The Signspotter: Tommy Wells
Candidate: Ward 6 Councilmember Tommy Wells, seeking re-election
Colors: A Fenty-ish green, sky blue, white
Graphic Elements: A silhouetted city skyline
Slogan: Tommy Wells: Building a livable, walkable city
Spotted: Capitol Hill
Signspotter says: Wells may have the most substantive sign of the season, only one around that could double as the cover of a campaign manifesto. It's wordy, but it takes a stand: a pedestrian agenda is a real policy choice. This is a sign that can provoke a proper political argument. Yet for a candidate running on walkability, Wells stumbles by making the only readable part of his streetscape an unmemorable neighborhood roofline: gabled and flat and with the inexplicable hint of dome. Wouldn't a real walkability candidate find his beauty in the pavement and stoop, front-yard gardens, outdoor café tables thronging the sidewalks?

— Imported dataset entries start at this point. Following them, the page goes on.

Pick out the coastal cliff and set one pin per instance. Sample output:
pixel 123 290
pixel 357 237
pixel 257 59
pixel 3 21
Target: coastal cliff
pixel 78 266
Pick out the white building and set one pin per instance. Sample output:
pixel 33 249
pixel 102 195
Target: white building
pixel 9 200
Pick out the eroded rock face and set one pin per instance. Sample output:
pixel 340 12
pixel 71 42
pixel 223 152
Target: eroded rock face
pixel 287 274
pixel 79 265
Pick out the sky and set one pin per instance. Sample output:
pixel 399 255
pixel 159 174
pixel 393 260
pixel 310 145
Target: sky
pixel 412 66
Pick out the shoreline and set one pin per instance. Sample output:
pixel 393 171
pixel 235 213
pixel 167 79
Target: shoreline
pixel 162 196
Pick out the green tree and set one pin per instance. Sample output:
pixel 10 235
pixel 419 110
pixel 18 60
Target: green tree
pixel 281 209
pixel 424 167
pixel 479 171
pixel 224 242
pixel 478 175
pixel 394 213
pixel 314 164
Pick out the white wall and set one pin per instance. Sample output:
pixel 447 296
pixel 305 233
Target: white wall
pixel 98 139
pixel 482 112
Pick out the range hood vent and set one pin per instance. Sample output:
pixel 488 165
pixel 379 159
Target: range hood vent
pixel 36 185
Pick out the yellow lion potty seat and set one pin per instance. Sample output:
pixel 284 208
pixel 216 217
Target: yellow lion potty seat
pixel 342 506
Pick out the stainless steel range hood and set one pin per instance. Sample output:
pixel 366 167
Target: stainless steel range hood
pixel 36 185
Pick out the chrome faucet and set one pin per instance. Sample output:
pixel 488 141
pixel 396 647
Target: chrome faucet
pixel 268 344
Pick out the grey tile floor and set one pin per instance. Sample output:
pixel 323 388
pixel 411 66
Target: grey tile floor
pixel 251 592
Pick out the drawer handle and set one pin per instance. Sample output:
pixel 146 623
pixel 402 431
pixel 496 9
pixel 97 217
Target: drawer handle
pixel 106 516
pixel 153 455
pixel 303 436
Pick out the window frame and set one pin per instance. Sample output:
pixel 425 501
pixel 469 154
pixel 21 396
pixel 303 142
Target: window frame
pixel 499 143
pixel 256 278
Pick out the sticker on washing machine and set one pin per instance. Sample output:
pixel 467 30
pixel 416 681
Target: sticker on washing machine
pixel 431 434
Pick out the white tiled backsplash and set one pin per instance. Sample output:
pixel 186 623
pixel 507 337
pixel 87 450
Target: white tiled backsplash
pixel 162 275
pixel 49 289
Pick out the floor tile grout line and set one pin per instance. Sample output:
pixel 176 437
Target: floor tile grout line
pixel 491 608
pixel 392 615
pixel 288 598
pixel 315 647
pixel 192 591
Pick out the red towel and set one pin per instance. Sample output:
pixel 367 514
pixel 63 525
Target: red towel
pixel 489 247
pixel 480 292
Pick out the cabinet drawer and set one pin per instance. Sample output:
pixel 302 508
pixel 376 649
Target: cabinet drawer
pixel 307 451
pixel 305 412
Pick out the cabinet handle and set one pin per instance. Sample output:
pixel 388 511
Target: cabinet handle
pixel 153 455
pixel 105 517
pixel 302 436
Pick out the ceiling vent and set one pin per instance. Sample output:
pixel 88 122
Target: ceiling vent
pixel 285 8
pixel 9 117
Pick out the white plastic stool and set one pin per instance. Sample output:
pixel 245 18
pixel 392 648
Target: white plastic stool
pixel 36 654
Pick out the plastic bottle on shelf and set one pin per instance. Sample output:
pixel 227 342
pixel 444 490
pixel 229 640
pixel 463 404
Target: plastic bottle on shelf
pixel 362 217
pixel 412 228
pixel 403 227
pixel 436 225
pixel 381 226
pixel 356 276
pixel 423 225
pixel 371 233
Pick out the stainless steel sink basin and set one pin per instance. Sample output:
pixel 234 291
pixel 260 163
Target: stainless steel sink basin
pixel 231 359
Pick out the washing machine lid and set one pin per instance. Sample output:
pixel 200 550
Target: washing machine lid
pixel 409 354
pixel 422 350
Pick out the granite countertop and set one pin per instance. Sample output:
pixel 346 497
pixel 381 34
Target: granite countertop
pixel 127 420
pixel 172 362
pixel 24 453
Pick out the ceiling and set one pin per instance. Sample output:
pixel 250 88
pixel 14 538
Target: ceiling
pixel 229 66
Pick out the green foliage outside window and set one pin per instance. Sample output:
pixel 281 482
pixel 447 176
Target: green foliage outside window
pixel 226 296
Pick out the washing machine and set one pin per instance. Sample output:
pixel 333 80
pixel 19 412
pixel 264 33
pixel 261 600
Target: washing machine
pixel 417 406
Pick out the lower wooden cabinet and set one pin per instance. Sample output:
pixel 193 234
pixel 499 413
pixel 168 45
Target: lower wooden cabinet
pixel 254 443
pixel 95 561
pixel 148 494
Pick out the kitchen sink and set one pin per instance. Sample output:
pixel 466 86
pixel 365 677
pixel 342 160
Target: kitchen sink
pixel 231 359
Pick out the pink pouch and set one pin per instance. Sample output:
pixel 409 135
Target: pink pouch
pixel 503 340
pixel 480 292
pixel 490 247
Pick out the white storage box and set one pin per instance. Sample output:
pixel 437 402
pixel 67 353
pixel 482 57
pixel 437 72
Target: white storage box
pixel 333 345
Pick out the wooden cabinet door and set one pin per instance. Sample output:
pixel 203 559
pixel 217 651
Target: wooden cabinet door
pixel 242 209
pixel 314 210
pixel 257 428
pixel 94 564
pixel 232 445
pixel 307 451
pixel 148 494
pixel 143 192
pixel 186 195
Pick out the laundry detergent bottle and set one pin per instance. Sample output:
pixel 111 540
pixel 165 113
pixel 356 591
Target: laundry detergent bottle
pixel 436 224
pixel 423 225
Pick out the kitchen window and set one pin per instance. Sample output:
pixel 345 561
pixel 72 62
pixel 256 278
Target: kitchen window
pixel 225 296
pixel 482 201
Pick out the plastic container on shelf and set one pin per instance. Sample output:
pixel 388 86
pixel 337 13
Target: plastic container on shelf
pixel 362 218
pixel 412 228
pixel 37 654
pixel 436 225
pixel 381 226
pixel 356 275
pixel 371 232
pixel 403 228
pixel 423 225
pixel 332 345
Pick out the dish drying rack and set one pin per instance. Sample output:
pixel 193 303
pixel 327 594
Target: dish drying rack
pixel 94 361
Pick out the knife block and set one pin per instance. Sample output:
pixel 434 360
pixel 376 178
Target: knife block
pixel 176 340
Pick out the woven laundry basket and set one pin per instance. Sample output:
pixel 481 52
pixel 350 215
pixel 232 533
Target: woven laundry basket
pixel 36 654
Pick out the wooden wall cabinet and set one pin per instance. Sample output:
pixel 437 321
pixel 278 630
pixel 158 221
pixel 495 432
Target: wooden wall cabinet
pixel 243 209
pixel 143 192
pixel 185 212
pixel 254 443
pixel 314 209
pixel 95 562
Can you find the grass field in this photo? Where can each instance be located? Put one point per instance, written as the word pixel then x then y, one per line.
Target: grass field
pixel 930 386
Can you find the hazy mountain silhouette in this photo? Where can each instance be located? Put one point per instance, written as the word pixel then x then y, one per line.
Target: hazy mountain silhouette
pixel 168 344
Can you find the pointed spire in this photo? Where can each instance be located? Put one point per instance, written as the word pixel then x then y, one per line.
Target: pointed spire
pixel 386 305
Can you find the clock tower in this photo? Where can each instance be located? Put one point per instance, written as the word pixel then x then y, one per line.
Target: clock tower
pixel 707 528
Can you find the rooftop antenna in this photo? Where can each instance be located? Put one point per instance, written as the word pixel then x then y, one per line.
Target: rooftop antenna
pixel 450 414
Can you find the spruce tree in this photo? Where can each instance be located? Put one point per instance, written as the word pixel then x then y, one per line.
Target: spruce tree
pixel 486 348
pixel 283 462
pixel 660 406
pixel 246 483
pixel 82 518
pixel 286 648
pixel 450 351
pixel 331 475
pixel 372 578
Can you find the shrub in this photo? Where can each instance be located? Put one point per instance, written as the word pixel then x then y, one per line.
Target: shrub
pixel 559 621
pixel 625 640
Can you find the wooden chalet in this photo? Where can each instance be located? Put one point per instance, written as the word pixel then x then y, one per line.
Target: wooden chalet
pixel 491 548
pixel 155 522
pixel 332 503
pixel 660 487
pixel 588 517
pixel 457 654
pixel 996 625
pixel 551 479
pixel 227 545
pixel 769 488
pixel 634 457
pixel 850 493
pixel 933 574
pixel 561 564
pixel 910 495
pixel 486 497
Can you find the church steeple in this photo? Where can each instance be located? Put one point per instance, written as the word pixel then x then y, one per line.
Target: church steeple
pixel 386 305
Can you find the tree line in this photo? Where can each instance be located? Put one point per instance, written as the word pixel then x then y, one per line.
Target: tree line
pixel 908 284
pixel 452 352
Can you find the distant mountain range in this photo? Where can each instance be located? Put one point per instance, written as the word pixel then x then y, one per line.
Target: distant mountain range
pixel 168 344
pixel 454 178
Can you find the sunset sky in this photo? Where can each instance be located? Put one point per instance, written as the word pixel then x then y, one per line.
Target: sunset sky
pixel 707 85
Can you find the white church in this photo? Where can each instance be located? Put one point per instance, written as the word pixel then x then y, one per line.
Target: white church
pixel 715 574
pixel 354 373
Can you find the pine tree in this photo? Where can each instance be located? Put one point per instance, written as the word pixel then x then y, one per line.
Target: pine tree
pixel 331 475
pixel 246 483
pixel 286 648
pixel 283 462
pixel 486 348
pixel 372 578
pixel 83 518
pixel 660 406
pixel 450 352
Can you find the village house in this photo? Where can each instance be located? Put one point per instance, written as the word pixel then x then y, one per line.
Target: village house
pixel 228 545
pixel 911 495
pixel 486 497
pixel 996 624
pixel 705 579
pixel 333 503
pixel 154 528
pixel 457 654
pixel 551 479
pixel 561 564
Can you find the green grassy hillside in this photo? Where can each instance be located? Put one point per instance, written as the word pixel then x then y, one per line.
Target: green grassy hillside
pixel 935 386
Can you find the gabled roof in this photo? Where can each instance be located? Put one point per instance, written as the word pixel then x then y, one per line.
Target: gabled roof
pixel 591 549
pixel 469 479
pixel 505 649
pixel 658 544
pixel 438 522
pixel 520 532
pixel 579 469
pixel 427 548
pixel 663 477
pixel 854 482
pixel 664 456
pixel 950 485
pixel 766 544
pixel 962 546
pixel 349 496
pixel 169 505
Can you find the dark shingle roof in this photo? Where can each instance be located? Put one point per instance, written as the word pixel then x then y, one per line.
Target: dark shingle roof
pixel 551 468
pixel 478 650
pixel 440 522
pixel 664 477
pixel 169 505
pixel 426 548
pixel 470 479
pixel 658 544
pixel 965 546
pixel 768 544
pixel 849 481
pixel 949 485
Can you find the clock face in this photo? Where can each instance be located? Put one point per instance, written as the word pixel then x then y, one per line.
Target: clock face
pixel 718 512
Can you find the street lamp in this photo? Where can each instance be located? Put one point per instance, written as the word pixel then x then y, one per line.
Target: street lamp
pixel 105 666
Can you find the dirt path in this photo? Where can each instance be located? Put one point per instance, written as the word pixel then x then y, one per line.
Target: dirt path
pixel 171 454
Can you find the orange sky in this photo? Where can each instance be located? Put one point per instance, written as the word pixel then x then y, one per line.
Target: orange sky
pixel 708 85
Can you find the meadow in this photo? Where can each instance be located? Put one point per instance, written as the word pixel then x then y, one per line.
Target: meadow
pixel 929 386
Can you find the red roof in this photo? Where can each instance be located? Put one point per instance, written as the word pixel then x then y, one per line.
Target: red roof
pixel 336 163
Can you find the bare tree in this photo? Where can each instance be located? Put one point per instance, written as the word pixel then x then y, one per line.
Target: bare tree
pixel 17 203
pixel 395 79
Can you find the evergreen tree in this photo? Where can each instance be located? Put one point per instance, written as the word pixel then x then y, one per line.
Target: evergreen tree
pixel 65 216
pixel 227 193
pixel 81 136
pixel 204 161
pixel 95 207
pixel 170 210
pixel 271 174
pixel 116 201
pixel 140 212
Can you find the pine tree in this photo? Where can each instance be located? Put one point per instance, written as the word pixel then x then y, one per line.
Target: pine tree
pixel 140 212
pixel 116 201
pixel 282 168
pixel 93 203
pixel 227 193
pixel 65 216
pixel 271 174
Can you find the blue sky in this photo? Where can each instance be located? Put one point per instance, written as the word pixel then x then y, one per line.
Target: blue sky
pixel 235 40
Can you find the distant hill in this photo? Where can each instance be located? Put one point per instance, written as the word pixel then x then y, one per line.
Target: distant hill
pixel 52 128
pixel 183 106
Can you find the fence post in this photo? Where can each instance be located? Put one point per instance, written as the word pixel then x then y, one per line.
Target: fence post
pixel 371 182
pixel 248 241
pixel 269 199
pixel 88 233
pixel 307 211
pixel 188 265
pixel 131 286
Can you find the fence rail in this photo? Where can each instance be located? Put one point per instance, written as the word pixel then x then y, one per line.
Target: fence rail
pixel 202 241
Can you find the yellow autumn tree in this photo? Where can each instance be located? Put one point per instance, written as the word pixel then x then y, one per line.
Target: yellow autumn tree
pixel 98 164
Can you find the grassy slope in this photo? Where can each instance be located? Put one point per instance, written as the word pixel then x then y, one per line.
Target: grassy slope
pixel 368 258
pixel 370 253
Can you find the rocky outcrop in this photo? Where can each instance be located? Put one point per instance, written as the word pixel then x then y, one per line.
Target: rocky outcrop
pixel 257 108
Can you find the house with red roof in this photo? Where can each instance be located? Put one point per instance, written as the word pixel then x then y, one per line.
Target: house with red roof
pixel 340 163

But Wells doesn't imagine "livability" the way the term is spoken by those who dream of a Zurich or Tokyo on the Anacostia. Perhaps fearing a backlash in parts of his district for trumpeting bourgeois quality-of-life priorities, Wells finds comfort in the old-timey, quaint aesthetic of the New Urbanists. "The pedestrian typography, the shoddy letterspacing (the O too close to the M, the W too far from the E), the ungraceful rendering of the skyline," observes illustrator and graphic designer Jorge Colombo. " It all has a homemade feel. No slicksters here: a rather earnest tone instead."
Photo by Sasha Issenberg







10:26 am
Agreed. It's the only sign that doesn't seem to just be about the candidate's name. There's a vision that goes with that name.
I disagree though about missing the mark with the skyline. It's pretty much the view of just about any neighborhood in Ward 6 -- you could even argue its the skyline you see while walking.
If you're going to give the marketplace for the color green to Fenty, what about the blue skyline? Looks awfully similar to the color on Gray's signs.
12:00 pm
Like the sign in general...Especially it stating a position re: walkable city. Whether that's important to non-white ward 6 residents is questionable. Find "city council" belittling, expecting instead "d.c. council", which most Council members/candidates use.